A single worker can bind multiple TCP ports at once (the multi-listener model). Each listener carries its own protocol config: plaintext HTTP/1.1, h2c-only, TLS HTTP/1.1+HTTP/2 via ALPN, plus an optional QUIC/HTTP/3 endpoint over UDP. A plain address/port config is treated as a one-element listener set.

Protocol is resolved at accept. When a connection arrives, the worker reads the local port (getsockname) and looks up the matching listener config. The I/O backends never need to know about per-port protocol differences: by the time bytes flow, the connection already knows whether it's plaintext h1, h2c, TLS+ALPN, or QUIC.

I/O backends

Platform I/O is abstracted behind a single event-loop interface (runtime/io.zig), with one of four backends selected at runtime:

Backend Platform Notes
kqueue macOS / BSD Readiness notification.
epoll Linux Readiness notification.
io_uring_poll Linux (modern) io_uring used as a poll/readiness layer.
io_uring_native Linux (modern) io_uring completion model: inline accept, vectored writes, single-shot recv.

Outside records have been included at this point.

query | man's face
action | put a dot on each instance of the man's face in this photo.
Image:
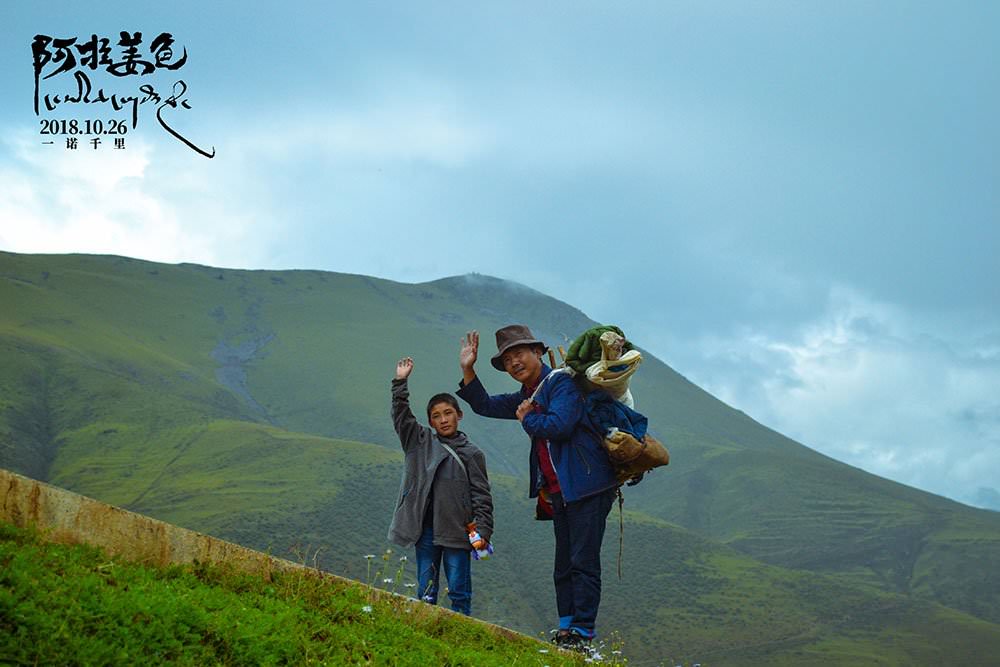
(444, 419)
(523, 363)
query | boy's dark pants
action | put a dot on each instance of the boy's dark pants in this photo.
(579, 531)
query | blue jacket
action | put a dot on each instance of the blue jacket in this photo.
(578, 456)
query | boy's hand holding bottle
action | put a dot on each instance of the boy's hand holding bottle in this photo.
(481, 549)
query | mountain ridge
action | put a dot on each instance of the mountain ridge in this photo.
(135, 339)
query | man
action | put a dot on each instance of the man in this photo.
(570, 473)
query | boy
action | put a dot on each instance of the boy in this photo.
(444, 487)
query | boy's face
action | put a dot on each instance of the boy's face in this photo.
(523, 362)
(444, 419)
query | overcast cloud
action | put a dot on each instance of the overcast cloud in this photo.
(796, 204)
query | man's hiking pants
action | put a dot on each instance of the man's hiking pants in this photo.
(579, 531)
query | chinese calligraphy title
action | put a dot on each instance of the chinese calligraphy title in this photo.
(53, 57)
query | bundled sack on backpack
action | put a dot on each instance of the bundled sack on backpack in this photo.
(604, 356)
(631, 457)
(630, 448)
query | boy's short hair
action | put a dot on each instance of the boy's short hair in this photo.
(443, 398)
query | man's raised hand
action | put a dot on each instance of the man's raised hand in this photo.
(403, 368)
(469, 351)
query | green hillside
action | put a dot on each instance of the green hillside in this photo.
(242, 404)
(62, 605)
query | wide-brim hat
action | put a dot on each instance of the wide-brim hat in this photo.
(511, 336)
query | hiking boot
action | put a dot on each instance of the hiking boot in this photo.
(571, 641)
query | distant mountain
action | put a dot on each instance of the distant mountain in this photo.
(253, 405)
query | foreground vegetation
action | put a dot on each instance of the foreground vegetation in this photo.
(252, 405)
(63, 605)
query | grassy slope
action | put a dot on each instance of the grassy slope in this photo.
(75, 605)
(110, 388)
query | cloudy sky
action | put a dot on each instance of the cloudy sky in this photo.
(795, 204)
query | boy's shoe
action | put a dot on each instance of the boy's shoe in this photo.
(571, 641)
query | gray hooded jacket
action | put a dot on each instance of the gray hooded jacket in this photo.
(457, 497)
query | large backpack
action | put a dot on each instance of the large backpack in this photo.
(603, 361)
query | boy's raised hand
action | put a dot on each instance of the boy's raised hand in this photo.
(469, 351)
(403, 368)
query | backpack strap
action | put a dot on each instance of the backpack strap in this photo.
(457, 457)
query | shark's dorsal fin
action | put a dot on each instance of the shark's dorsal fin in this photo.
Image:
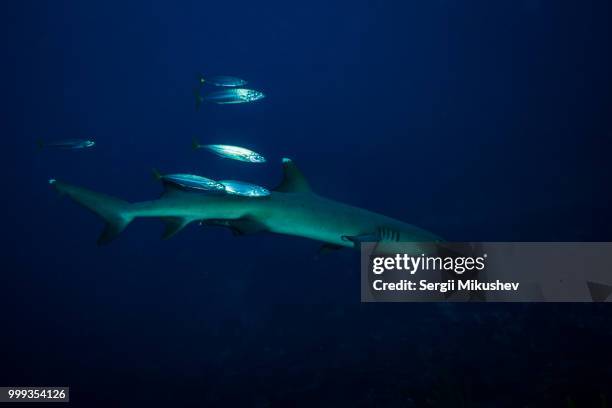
(293, 179)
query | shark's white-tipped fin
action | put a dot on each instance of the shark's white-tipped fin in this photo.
(293, 179)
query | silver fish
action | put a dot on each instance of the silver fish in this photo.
(242, 188)
(232, 152)
(67, 144)
(233, 96)
(190, 181)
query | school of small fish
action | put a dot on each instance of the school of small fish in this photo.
(220, 90)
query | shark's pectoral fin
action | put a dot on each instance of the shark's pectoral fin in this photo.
(382, 234)
(240, 226)
(293, 179)
(173, 226)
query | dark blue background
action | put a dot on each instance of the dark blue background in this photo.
(477, 120)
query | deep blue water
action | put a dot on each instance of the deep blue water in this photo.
(476, 120)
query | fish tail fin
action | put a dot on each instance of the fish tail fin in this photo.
(195, 144)
(113, 211)
(199, 98)
(156, 174)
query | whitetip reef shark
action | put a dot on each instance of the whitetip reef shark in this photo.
(292, 208)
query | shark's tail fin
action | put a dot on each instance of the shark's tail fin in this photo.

The io_uring backends require -Denable-io-uring=true at build time. The event loop owns socket lifecycle and readiness; everything above it (TLS, protocol parsing, routing) is backend-agnostic.

Buffer pools

All request/response memory is allocated once at startup into fixed-size pools. There is no per-request malloc. A buffer is acquired from the pool when a connection needs one and returned when the response is written.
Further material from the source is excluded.